Don’t tell Nigel Farage but the
EU might be about to do a good thing. They do that sometimes, just to lull us
all into a false sense of security. In this instance, they are about to pass
some new data marketing laws...possibly as soon as January but certainly within
the next decade. You know how Brussels works right?
Data can be a bit dull to the
uninitiated, until you stop and think about it. And changing marketing
database’s from opt out to opt in is hardly Game of Thrones stuff, is it? Well,
let me try to shine some light on the issue for you.
We get ‘junk’ mail, either
through the good old post-box or via email, because we managed to let our name
and address get on a list somewhere. You can do that in a bazillion ways...buy
something and fail to tick the right box, take part in a survey, have a baby.
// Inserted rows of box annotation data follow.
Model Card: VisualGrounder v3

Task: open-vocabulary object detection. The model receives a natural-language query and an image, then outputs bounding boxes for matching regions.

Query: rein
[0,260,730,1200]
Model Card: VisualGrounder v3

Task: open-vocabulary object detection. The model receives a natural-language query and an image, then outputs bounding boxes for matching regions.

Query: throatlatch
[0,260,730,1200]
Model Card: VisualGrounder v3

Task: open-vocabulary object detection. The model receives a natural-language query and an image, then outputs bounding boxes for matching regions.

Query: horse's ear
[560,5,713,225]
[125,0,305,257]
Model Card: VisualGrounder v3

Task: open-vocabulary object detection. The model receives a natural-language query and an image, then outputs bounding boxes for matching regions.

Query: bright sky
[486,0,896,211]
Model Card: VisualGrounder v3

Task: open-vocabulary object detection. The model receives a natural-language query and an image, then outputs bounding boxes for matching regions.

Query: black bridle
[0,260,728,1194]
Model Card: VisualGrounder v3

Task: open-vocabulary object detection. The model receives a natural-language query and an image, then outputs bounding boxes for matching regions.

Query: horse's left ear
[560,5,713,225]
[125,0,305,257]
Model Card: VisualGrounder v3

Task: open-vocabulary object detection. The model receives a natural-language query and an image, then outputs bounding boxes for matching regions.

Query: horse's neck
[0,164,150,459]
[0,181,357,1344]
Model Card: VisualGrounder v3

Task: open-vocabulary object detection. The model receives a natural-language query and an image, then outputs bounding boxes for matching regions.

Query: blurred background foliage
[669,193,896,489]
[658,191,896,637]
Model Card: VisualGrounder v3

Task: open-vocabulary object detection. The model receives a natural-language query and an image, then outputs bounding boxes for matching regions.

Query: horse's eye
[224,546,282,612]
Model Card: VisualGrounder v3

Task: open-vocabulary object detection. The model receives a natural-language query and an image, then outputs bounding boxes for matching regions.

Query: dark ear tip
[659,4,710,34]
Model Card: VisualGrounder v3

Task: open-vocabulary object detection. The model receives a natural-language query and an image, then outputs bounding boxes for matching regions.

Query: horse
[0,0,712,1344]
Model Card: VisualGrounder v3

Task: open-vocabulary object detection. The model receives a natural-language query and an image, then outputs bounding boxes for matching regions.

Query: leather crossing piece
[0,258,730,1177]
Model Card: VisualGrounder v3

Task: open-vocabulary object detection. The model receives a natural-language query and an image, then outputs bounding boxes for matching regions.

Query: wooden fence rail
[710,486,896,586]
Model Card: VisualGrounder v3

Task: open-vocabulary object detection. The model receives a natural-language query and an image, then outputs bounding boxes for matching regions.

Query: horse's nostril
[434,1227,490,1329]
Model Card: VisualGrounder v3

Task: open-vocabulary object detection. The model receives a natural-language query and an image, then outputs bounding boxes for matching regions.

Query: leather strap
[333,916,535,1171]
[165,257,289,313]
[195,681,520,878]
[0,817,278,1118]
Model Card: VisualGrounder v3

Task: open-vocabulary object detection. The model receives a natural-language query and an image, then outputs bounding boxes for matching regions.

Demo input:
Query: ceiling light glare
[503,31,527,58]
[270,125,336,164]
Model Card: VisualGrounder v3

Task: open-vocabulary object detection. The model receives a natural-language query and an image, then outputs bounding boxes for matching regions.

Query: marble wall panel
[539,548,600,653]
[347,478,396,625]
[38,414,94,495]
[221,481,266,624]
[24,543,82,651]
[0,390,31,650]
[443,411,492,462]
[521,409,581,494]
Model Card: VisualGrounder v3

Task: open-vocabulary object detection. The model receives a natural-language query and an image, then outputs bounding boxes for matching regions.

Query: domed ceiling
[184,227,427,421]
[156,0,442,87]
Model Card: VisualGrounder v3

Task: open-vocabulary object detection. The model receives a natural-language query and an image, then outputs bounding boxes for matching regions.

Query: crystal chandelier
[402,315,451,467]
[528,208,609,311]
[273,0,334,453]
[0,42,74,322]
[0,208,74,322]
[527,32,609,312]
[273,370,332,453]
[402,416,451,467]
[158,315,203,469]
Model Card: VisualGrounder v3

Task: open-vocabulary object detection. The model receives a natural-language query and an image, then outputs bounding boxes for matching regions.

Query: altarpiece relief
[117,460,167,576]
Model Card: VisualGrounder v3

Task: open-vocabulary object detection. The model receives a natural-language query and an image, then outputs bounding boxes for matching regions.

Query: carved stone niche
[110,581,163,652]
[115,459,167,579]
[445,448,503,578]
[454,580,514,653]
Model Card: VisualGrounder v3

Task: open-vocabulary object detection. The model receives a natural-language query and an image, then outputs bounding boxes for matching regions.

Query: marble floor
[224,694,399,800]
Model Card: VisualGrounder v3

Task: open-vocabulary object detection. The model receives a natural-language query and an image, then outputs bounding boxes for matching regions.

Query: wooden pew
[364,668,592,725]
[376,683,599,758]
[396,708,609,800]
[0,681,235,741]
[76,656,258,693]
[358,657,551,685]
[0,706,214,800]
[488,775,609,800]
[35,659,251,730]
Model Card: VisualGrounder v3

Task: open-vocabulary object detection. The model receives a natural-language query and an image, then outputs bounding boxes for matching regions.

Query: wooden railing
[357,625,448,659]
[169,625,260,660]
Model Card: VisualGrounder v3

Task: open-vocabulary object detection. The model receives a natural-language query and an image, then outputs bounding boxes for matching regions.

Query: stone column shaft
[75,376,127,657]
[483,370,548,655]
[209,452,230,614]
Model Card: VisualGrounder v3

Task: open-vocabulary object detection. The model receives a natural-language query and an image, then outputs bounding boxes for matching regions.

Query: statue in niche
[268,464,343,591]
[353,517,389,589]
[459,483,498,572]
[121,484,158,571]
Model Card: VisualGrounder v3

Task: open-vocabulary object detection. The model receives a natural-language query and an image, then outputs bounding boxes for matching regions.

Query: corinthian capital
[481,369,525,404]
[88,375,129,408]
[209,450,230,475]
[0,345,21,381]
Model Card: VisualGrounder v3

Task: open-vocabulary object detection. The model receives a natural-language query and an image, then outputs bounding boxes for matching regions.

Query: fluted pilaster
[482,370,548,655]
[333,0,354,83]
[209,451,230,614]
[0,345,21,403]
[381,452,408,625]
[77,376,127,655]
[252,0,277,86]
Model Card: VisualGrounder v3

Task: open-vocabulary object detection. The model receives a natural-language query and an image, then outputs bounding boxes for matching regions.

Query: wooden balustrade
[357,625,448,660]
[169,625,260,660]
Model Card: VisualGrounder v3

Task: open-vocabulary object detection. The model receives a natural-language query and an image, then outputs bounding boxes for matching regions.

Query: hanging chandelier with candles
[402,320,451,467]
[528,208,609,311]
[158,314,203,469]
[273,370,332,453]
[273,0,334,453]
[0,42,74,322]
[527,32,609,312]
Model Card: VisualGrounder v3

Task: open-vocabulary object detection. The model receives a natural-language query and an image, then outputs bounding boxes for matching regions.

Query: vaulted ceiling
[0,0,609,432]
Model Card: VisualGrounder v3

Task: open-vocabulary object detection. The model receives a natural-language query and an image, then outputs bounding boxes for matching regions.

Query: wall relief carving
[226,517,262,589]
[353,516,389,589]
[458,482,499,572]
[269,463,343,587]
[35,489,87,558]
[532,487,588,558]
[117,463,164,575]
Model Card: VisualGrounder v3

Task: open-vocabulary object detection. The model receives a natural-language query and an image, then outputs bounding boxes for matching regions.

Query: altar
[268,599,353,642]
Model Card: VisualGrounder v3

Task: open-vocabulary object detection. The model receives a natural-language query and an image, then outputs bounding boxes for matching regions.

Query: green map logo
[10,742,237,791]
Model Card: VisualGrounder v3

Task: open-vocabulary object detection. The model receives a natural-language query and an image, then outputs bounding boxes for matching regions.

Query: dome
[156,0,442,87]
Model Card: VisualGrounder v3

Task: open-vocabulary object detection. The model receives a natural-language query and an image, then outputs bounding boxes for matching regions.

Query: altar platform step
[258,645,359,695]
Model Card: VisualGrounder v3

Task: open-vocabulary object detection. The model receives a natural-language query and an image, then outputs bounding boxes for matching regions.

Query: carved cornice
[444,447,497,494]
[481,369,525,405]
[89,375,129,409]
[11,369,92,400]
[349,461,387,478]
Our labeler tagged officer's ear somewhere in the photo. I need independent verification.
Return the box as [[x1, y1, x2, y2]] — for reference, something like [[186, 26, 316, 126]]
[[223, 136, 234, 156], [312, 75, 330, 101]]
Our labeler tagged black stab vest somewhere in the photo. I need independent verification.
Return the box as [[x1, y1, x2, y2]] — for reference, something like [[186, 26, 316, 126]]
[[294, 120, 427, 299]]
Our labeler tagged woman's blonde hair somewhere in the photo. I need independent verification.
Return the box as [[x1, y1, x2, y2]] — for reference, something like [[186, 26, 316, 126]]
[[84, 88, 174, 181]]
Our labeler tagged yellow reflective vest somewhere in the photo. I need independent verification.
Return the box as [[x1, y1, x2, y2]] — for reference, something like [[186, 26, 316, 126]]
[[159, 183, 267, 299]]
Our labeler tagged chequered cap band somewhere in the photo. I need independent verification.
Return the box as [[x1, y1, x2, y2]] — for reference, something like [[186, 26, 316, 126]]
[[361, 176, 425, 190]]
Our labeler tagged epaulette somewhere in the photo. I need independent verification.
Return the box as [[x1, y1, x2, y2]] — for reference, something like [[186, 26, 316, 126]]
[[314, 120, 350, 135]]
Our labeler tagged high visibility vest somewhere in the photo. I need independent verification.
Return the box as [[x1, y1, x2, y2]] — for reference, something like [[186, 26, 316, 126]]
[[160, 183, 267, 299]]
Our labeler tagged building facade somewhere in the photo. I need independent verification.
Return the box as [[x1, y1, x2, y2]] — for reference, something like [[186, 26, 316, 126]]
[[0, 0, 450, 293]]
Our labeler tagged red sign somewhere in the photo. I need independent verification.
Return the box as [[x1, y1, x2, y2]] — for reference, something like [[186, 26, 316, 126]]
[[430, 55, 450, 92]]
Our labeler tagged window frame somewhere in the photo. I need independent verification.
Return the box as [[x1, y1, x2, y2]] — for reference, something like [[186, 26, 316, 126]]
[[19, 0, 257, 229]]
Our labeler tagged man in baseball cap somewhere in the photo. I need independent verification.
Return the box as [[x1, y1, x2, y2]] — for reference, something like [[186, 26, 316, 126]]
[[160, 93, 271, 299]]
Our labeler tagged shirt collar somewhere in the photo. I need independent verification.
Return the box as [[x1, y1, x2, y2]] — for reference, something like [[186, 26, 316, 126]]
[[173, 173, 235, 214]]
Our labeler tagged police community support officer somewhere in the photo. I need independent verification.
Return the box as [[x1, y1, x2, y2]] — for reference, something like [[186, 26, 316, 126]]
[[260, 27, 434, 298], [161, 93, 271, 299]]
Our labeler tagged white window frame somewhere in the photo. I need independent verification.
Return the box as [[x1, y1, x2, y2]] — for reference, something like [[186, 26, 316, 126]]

Yes, that’s right, have a baby. Every
new mother gets a visit from the Bounty rep after giving birth, in the hospital
(or at least they used to, I have not been involved in baby production for
fifteen years so I am taking the allegedly option here, the data collection
process may have changed). The nice Bounty lady delivers a load of free stuff,
and takes your name and address...and the direct marketing assault can begin.
Clever, aren’t they? Most people
will never have realised that Bounty made a lot of money from their list sales,
but to any company selling products needed by new parents or new born babies
they are quite literally a goldmine. And unless you specifically opt out, you
get the marketing assault.
But what if you had to
specifically opt in?
At the moment, by the time you
are a proper grown up, in your thirties say, you will appear on literally
hundreds of direct marketing lists. Some are well run, properly sold and you
can get off them if you try hard, and if you sign up for telephone preference
services or mail preference services, you should not be contacted by anyone
following the laws. And some aren’t.
The Information Commissioner,
Chris Graham, and his Info Hordes (I like to think of him rather like Genghis
Khan) fine people who ignore this sort of stuff, but he doesn’t catch everyone
by any means. I am on the aforementioned preference services and I still get
the chance to buy Viagra most days of the week (although we all get much less
junk email now because ISP’s are getting better at preventing the real dross).
Opt In will decimate every decent
list, because despite popular rumour, turkeys don’t vote for Christmas. Given
the option whether to receive marketing messages or not, most of us will choose
not. Not that there are many decent lists to be honest, but that is a whole
different subject.
And what will that leave us with?
Well, at the top end, and this is
a fair bit of volume driven by Charities, banks, insurance companies and the
like, direct marketing will reduce. There will simply be less data available.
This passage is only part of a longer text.